British Airways today reported a pre-tax profit of £125 million for the three months to December 31, 2003 against a pre-tax profit of £25 million for the same period last year.
The three month pre-tax figures took the results for the nine months to a profit of £185 million, (2002: £335 million profit).
Operating profit for the quarter was £138 million, (2002: £53 million). For the nine months, operating profit was £373 million (2002: £459 million).
Rod Eddington, British Airways’ chief executive, said: “We have survived the most testing period in aviation history. It would not have been possible without the determination of our people to keep British Airways flying through these troubled times, while taking £1.7 billion costs out of the business.
“These are good results and a significant improvement on last year. They show what we can achieve when we are focused on delivering our cost targets. For example, under our future size and shape programme, manpower reductions stand at 12,652 against a 13,000 goal to be achieved by March 2004.

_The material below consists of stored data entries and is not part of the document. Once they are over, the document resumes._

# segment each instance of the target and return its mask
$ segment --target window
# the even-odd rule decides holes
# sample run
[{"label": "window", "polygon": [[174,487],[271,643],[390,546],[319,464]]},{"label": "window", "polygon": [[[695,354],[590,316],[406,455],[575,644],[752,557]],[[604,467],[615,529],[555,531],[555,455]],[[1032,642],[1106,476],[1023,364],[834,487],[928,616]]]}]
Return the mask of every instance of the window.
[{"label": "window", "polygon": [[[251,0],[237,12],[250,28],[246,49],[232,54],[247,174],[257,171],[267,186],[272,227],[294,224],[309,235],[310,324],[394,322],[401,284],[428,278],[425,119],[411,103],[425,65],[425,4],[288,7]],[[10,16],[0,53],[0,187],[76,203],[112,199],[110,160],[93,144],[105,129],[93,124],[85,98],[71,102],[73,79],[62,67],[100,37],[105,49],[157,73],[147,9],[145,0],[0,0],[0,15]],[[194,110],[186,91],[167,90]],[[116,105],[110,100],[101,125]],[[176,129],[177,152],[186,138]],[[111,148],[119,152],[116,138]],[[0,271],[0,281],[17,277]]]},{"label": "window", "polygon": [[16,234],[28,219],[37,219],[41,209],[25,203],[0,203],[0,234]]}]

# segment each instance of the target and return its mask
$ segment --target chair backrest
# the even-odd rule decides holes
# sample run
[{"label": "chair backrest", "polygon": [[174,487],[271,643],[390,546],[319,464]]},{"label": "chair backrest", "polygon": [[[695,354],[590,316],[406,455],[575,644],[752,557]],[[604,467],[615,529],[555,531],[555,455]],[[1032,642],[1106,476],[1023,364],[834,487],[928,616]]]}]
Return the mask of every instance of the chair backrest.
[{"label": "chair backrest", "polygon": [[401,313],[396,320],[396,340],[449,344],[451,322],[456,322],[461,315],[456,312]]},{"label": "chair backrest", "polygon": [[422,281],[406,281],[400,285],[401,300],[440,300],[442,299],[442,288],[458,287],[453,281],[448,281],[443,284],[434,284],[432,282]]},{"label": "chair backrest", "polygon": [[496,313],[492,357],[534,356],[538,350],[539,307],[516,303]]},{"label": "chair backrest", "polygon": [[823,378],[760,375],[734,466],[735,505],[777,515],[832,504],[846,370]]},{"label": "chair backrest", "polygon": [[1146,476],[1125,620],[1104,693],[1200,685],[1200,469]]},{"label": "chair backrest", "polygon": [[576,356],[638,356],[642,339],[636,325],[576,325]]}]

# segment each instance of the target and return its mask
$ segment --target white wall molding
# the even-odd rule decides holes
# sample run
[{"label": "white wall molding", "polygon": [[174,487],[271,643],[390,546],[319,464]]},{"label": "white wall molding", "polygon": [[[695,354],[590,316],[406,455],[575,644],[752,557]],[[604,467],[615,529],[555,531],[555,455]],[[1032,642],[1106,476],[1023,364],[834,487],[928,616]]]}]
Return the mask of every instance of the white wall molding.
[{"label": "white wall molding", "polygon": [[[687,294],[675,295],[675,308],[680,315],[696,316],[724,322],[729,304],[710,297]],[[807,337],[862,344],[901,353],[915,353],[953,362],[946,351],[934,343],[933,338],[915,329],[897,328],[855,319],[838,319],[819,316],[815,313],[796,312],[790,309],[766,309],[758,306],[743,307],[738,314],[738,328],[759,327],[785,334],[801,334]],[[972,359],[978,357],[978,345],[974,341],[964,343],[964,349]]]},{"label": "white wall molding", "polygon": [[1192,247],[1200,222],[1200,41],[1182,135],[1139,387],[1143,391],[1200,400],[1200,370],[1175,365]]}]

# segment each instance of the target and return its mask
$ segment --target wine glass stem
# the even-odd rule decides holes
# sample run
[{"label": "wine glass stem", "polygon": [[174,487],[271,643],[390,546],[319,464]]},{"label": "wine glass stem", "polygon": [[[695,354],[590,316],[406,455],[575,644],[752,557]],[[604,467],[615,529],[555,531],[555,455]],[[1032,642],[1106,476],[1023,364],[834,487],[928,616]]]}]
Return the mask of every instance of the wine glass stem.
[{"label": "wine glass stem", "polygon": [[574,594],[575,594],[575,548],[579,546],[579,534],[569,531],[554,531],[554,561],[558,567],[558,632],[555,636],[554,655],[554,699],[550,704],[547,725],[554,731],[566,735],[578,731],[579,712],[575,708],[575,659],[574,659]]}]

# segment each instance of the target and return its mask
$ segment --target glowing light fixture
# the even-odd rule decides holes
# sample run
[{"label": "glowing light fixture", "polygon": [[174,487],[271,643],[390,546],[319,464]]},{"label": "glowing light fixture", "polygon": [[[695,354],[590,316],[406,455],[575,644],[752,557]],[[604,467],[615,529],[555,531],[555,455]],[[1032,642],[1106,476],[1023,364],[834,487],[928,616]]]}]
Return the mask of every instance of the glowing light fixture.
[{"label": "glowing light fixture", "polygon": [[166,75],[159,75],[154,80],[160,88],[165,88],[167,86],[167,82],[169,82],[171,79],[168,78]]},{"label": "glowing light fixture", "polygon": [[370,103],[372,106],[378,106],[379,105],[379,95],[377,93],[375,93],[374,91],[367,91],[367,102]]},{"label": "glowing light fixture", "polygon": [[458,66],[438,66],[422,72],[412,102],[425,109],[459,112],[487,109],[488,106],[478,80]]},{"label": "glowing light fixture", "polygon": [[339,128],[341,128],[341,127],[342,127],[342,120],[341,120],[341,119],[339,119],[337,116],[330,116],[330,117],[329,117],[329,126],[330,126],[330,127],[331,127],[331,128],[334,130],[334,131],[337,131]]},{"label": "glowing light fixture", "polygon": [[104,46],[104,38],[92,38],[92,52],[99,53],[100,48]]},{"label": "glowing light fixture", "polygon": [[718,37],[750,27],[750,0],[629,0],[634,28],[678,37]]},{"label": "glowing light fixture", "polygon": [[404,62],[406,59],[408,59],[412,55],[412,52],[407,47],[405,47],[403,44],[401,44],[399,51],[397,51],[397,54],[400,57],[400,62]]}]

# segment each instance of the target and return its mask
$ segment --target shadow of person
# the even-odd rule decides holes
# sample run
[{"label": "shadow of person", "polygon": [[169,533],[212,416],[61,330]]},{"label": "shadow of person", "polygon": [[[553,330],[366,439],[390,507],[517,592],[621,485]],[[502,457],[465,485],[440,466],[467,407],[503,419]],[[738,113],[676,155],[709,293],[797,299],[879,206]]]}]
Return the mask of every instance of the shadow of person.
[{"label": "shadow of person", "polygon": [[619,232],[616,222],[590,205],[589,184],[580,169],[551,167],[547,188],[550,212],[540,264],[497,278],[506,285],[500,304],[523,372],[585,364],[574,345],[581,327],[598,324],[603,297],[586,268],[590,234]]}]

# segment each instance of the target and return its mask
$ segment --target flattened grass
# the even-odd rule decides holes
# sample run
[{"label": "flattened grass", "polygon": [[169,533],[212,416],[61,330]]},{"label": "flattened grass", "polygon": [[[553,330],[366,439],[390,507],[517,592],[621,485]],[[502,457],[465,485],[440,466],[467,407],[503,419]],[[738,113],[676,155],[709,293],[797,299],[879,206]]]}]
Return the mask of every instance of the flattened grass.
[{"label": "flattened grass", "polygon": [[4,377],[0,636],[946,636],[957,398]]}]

“The challenge now is to build on our achievements and deliver sustained profitability through further cost reductions while continuing to deliver great service. We will continue to simplify the travel experience for customers through better use of new technology.
“Half of our customers now use e-tickets and at peak times our ba.com website takes 1,000 flight bookings an hour. Customers can also now choose their seats and order special meals through ba.com and later this year they will be able to change unrestricted tickets on-line. In an average week, a quarter of a million members of our Executive Club loyalty scheme log on to the site.
“Delivering the £300 million saving on employee costs we announced recently, and other business plan initiatives, is key to achieving a 10 per cent operating margin.”
Lord Marshall, chairman, said: “Security issues are having some impact on forward bookings. Long-haul premium volumes, however, remain above last year’s levels but short-haul premium demand remains weak. Non-premium traffic volumes remain very sensitive to yield.
“The continued delivery of our future size and shape strategy and the recently announced business plan cost improvement programme, remains central to sustained profitability.”
Unit costs improved for the seventh consecutive quarter and were down by 5.4 per cent on the same period last year. This reflects a net cost reduction of 2.9 per cent on capacity 2.7 per cent higher in available tonne kilometres (ATKs).
Borrowings, net of cash, short term loans and deposits, were £4,511 million at
December 31, down £2.1 billion from the December 2001 peak.
Group turnover for the third quarter at £1,891 million was up 1.8 per cent on a flying programme 2.7 per cent larger, as measured in ATKs. Passenger yield, measured in revenue per revenue passenger kilometres (RPKs), in the third quarter was down 0.8 per cent (2002: down 4.5 per cent). Seat factor for the quarter was up 1.8 points at 72.7 per cent on capacity which was 0.8 per cent higher in available seat kilometres (ASKs).
Cargo volumes for the quarter were up 9.9 per cent, measured in cargo tonne kilometres (CTKs), compared with last year. Yields were down 10.4 per cent, measured in cargo revenue per CTK.
Overall load factor was up 1.7 points at 68.7 per cent. For the nine months, overall load factor was up 0.8 points at 68.1 per cent.